Unwanted Bond (SasuHina) 03
by
acyanokouji
All Naruto's characters are belong to Masashi Kishimoto.
Saya cuma pinjem doang, kok. Selamat membaca.
Warning: Super OOC, gaje, typo(s), crack couple, bosenin, alkohol dan lemon!
.
.
Makan malam Hinata bersama Neji dan Hanabi setelah kurang lebih delapan tahun sangatlah canggung. Well, meskipun mungkin sejak delapan tahun yang lalu pun sudah canggung.

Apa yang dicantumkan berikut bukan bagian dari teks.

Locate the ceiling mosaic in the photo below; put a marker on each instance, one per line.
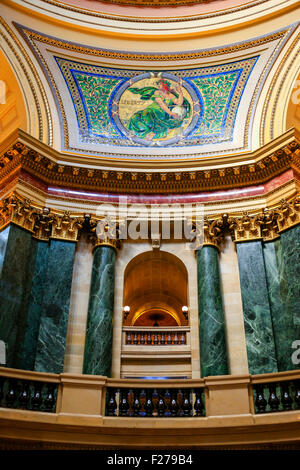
(136, 108)
(162, 105)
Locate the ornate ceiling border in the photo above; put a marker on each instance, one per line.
(17, 49)
(272, 163)
(33, 36)
(155, 20)
(30, 36)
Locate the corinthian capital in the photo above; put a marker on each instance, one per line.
(288, 214)
(246, 228)
(65, 227)
(18, 211)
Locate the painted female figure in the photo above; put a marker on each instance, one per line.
(166, 112)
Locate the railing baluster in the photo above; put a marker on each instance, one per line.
(167, 401)
(186, 405)
(149, 405)
(273, 399)
(160, 406)
(198, 406)
(37, 399)
(260, 401)
(11, 393)
(112, 403)
(174, 405)
(24, 395)
(123, 404)
(286, 399)
(297, 394)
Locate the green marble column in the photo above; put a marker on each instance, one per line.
(57, 284)
(17, 254)
(213, 354)
(285, 330)
(257, 315)
(98, 346)
(27, 359)
(290, 240)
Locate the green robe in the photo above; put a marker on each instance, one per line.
(154, 118)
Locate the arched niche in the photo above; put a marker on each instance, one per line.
(12, 106)
(293, 111)
(155, 289)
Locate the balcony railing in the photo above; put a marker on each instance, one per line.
(155, 402)
(276, 393)
(156, 336)
(38, 393)
(89, 410)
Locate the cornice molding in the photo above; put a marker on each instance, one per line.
(268, 225)
(39, 221)
(49, 169)
(44, 224)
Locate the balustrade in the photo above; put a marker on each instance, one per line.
(158, 403)
(29, 395)
(153, 337)
(276, 396)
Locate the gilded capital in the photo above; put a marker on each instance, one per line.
(288, 214)
(246, 228)
(43, 224)
(65, 227)
(106, 233)
(18, 211)
(269, 227)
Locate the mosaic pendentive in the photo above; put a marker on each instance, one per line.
(135, 108)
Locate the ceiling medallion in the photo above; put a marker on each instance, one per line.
(156, 109)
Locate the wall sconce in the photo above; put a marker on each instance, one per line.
(126, 311)
(185, 311)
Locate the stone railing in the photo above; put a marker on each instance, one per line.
(32, 391)
(81, 410)
(276, 392)
(155, 336)
(155, 402)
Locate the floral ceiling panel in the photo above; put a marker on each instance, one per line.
(136, 108)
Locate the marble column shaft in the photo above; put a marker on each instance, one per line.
(257, 315)
(98, 346)
(27, 359)
(56, 285)
(290, 240)
(17, 254)
(213, 353)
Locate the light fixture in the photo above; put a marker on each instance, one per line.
(126, 311)
(185, 311)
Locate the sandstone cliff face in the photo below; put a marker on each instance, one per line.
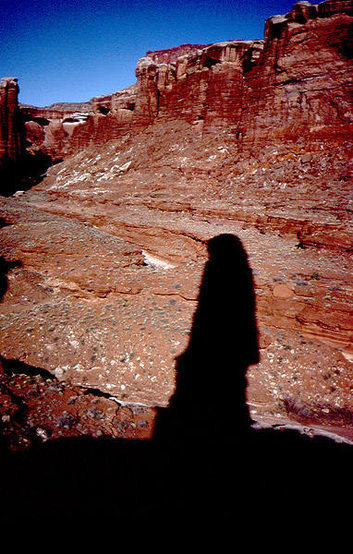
(104, 258)
(296, 81)
(10, 147)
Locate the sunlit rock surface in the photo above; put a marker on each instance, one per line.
(104, 258)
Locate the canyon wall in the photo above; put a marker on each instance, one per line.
(296, 81)
(103, 259)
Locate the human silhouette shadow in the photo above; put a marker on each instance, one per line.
(209, 402)
(205, 462)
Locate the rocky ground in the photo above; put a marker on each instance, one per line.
(103, 260)
(108, 254)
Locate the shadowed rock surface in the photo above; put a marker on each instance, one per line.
(106, 276)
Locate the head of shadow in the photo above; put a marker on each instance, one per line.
(210, 396)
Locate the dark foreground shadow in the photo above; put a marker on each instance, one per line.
(205, 464)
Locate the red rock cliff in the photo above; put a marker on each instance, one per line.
(296, 81)
(9, 136)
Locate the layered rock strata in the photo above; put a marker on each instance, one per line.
(104, 259)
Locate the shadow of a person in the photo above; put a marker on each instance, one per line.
(208, 413)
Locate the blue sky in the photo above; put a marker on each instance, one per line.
(66, 50)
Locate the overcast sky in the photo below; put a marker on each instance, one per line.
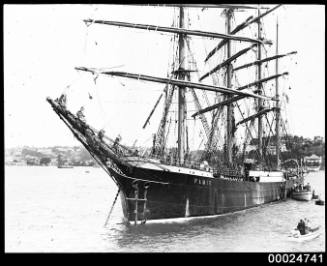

Tapi ini benar-benar rasanya seperti bukan makan dengan keluarga.
"Bagaimana kabarmu, Hinata?" Neji mencoba memulai pembicaraan.
"Serius?" Hanabi menatap malas pada Neji. "Kau bertanya soal kabarnya seperti bertanya pada anak kecil."
"Setidaknya Kak Neji mencoba dengan baik. Tidak sepertimu." ucap Hinata sambil menyuap makanan.
"Kau bukan anak kecil, Hinata. Dan bukankah Hinata sudah di sini sejak kemarin? Kenapa kau baru bertanya, Kak?"
"Kemarin Hinata tidak makan malam bersama kita."
"Ya, karena dia memilih untuk menghindar dan makan malam di kamarnya seperti anak kecil."
"Hentikan sebelum aku melempar sup ini ke wajahmu, Hanabi!" Hinata memukul sendok ke meja. "Kau membuatku dan Kak Neji canggung."
"Ya, dan kalau kau lupa, kau yang membuat keluarga kita canggung, Hinata." lagi, Hinata dan Hanabi saling memandang sengit.
"Bisakah kalian berhenti ribut? Tolong hargai aku sebagai kepala keluarga sekarang." Neji menghela napas lelah. Keadaan jadi hening sebentar.
"Selamat untuk itu!" Neji menatap tajam pada Hanabi. Entah sejak kapan adiknya yang itu mulai pandai menyulut emosi siapapun.
"Aku mungkin tidak sehebat ayah tapi aku tidak ingin gagal menjaga kalian. Tolong bantu tugasku menjadi lebih mudah."
"Bahkan ayah pun gagal." Hinata berbisik pelan.
"Jaga omonganmu, Hinata!" Neji berteriak mendengar bisikan Hinata. "Dia adalah ayahmu. Mantan kepala keluarga Hyuuga. Jangan sekali-kali kau merendahkannya lagi!"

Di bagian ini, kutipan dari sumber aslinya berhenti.